“Sometimes the body knows things the mind isn’t listening to.”
Baseball season is around the corner and I’m hoping, very soon, to go in person and see (and hear) someone hit a home run. There’s a certain crack and feel to the flight of the ball when you absolutely know that the batter nails it. You don’t have to know anything about baseball to understand that.
The same is true in the arts. You don’t have to “appreciate” theater to know when they nail it. It doesn’t take any study or education or “acquired taste” when a choreographer and dancer line up just so. You feel it. Everyone in the room feels it. And it feels right. It doesn’t matter if it’s your first performance or your thousandth.
I wish they’d teach art appreciation like that. It only takes about four stages. First, art is big – there’s tons and tons of stuff out there. Second, you won’t like it all – no one likes it all and some people will like different or nichey stuff. Third, some of it is great – most people will just know it when they see it. Fourth, watch this, listen to this, see this – not the stuff that some old professor likes – but the stuff that everybody feels and everybody likes. I’m essentially a populist – go get it.
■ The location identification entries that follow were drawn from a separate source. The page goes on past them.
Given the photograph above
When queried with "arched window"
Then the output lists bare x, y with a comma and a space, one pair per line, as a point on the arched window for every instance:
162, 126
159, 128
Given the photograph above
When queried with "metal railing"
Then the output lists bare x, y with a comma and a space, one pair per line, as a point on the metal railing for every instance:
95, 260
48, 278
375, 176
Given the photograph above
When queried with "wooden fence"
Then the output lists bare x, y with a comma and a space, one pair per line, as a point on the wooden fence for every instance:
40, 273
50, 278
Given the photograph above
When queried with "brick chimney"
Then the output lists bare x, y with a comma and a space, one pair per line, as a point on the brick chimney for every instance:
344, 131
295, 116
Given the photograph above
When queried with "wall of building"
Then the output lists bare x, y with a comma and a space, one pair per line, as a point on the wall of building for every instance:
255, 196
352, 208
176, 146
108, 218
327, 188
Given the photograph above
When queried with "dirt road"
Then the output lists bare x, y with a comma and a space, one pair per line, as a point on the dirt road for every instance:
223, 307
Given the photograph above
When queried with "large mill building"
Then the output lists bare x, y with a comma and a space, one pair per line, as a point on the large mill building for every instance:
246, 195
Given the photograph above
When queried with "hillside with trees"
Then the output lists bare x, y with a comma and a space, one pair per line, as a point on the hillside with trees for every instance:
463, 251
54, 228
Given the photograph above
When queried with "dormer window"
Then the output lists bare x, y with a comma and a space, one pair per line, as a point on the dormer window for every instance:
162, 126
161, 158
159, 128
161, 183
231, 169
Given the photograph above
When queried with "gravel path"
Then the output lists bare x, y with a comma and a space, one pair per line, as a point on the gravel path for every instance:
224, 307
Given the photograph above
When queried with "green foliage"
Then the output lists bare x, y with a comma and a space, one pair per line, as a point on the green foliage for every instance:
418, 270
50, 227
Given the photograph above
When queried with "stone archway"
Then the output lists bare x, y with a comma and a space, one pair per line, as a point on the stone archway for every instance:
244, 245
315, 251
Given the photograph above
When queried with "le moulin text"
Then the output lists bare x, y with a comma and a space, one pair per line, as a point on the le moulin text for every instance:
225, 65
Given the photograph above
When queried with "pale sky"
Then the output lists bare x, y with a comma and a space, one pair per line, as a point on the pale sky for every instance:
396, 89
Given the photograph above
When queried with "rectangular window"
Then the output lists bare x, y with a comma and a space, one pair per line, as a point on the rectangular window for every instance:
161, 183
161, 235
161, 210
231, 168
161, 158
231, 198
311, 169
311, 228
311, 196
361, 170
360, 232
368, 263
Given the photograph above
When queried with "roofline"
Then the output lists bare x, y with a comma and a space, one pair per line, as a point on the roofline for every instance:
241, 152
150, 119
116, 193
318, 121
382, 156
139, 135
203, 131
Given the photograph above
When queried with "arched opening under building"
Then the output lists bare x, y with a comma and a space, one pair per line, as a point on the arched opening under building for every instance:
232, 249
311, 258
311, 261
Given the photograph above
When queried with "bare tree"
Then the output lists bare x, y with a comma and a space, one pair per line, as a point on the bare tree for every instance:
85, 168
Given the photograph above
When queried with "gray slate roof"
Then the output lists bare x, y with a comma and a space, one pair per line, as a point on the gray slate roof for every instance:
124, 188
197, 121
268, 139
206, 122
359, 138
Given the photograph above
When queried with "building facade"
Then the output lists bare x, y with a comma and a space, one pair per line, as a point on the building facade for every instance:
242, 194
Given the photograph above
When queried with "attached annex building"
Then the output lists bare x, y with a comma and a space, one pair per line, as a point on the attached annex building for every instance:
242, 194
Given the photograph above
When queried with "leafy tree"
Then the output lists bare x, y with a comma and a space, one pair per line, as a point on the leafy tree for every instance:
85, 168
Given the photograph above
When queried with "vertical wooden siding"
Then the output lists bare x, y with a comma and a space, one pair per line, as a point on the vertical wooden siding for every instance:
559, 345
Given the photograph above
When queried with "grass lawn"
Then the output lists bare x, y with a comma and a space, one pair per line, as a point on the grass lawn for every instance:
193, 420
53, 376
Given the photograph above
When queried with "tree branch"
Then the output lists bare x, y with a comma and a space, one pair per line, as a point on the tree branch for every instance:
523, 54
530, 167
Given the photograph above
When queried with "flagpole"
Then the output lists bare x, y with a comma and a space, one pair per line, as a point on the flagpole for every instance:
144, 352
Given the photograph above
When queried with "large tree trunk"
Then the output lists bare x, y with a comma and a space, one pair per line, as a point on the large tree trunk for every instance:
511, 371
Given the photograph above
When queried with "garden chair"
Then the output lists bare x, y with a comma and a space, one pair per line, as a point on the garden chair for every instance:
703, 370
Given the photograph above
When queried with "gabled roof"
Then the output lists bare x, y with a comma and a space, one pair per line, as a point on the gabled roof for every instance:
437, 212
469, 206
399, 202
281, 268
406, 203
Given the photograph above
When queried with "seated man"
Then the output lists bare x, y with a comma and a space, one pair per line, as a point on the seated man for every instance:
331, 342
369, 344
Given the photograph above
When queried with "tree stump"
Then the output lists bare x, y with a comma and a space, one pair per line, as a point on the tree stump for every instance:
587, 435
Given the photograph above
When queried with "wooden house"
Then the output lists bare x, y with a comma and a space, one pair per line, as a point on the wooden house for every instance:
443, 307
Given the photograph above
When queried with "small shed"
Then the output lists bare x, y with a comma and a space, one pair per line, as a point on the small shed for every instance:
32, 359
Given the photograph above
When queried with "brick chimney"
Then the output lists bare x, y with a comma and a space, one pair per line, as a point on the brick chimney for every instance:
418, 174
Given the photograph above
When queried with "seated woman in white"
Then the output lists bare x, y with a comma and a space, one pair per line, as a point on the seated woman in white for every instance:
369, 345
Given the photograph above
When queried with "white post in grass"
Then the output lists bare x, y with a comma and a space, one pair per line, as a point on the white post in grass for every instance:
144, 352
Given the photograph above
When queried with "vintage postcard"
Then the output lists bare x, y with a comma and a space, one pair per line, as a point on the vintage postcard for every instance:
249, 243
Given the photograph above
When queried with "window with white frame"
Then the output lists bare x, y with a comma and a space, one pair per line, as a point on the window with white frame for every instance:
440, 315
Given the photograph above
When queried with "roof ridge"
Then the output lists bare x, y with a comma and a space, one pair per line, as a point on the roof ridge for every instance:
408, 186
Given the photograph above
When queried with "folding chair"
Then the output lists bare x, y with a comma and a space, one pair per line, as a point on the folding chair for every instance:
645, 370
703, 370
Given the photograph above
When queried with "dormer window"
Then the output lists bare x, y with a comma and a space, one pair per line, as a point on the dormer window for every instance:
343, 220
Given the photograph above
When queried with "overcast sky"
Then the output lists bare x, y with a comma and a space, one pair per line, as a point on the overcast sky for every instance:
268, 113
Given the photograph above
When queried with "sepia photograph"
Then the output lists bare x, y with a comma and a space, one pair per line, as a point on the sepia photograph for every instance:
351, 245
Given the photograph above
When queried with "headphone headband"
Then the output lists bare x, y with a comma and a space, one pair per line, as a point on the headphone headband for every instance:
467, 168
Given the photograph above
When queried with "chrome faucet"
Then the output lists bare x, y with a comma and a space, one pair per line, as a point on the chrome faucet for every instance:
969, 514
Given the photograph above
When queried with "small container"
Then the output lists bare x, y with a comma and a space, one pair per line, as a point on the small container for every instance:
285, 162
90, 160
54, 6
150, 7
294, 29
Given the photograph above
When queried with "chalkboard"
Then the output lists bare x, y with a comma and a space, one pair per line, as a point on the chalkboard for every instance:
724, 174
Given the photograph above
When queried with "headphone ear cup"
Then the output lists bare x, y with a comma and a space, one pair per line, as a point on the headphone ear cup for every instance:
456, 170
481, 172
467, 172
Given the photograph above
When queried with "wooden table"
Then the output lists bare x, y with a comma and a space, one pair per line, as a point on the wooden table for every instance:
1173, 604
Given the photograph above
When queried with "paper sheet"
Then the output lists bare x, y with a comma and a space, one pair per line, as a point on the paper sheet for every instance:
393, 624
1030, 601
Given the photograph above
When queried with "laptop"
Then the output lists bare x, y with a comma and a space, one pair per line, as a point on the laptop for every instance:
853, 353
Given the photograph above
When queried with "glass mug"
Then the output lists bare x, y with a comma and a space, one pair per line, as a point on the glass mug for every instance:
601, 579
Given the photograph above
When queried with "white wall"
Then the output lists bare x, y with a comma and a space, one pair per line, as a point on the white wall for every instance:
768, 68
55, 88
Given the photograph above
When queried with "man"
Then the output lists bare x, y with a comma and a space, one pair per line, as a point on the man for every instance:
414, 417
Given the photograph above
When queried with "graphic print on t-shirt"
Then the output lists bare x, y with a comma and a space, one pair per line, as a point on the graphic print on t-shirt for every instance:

If I was teaching theatre appreciation, I would’ve taken my class to see the Theatre UAB performance of Paula Vogel’s prize-winning How I Learned To Drive. This play is essentially about a complicated and inappropriate relationship between a mostly-good middle-aged man and his underage in-law niece. Almost like Equus, though the man does some questionable things, at the end of the play you’ve been gently led into feeling ambivalently about him. Is he a good guy or bad?
“You should take it as a compliment that he wants to watch you jiggle.”
UAB performances are consistently as good as any other company in Birmingham and they may be the best-kept secret. This play had the best cast of anything I’ve seen at UAB. Jessica Walston skillfully plays ages eleven through all-grown-up and is pretty in every way. Joshua Butler somehow stays likeable even while frequently toeing (and stepping entirely over) the sweet/creepy line. There are lots of opportunities to mis-step and make the uncle too nice or too evil; I give a lot of credit to Butler and his director, Dustin Canez. The three other members of the chorus were also excellent. I’m getting used to seeing Atom Bennett in UAB performances and I hope he keeps acting and performing. My note about Brittney Michelle is “has a huge sparkle” – and I mean it. Her Mama Bear’s “Girl’s Guide to Drinking” is worth the effort: “A wet woman is less conspicuous than a drunk woman.” Finally, Trista Baker has been good both times I’ve seen her and may get to deliver some of the funniest lines in the play.
Thanks again to Melissa Christian and UAB Theatre for letting me write about these performances and spread the word.